Member of the Manipur Legislative Assembly

= Sapam Nishikant Singh =

Indian politician

Sapam Nishikant Singh (born in 1965) is an Indian politician from Manipur. He is a MLA from Keishamthong Assembly constituency in Imphal West District. He won the 2022 Manipur Legislative Assembly election, as an independent politician, and then pledged support to the Bharatiya Janata Party government.
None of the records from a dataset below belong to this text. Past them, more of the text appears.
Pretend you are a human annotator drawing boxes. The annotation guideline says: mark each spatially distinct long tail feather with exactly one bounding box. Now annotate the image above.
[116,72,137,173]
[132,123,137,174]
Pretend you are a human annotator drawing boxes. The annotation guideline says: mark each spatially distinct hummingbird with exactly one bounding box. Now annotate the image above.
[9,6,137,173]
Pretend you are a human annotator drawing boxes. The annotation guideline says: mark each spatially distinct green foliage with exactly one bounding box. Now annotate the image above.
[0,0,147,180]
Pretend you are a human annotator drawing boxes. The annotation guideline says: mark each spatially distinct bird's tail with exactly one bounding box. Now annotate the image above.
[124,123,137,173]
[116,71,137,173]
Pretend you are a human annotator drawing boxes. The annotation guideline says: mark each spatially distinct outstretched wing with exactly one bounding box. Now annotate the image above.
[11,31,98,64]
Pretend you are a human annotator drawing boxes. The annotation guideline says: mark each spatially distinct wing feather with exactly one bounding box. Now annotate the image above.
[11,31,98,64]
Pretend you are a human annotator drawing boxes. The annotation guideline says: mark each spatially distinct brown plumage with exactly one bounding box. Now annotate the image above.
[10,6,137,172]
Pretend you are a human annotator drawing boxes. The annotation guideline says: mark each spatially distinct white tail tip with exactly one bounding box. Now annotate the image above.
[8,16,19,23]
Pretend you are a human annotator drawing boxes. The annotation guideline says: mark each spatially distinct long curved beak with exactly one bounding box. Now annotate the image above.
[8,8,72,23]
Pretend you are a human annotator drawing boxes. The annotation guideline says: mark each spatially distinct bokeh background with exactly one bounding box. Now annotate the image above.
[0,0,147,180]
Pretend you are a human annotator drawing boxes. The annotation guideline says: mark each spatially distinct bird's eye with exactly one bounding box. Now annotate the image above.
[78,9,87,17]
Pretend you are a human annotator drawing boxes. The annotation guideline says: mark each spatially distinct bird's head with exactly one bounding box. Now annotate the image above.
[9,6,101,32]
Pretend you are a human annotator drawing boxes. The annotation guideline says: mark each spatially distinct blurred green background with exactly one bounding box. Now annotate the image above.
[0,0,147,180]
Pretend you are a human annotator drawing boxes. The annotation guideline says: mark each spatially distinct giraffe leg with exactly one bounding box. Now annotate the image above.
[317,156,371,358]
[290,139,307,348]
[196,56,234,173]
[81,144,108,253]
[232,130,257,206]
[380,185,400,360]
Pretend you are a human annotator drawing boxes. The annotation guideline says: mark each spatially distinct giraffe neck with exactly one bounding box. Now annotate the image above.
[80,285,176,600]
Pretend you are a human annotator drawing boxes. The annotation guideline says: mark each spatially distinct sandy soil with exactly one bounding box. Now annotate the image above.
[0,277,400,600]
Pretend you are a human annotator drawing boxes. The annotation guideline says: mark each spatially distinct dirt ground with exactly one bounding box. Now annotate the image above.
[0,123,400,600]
== Early life and education ==
Singh is from Keishamthong, Imphal West District, Manipur. He is the son of the late Sapam Mani Singh. He completed his B.Com. (Honours) in 1987 at Sriram College of Commerce, which is affiliated with Delhi University. He is one of the richest candidates in the Manipur Legislative Assembly according to the self-declared affidavit published by the Election Commission of India. He is the publisher of The Sangai Express newspaper.

== Career ==
Singh won from Keishamthong Assembly constituency as an independent politician in the 2022 Manipur Legislative Assembly election. He polled 8,874 votes and defeated his nearest rival, Maheshwar Thounaojam of the Republican Party of India (Athawale), by a margin of 187 votes. In 2019, he joined the BJP but was denied a ticket for the 2022 Assembly election and he contested as an independent candidate and won. He pledged that he would not take any salary and would contribute his salary to Local Area Development funds.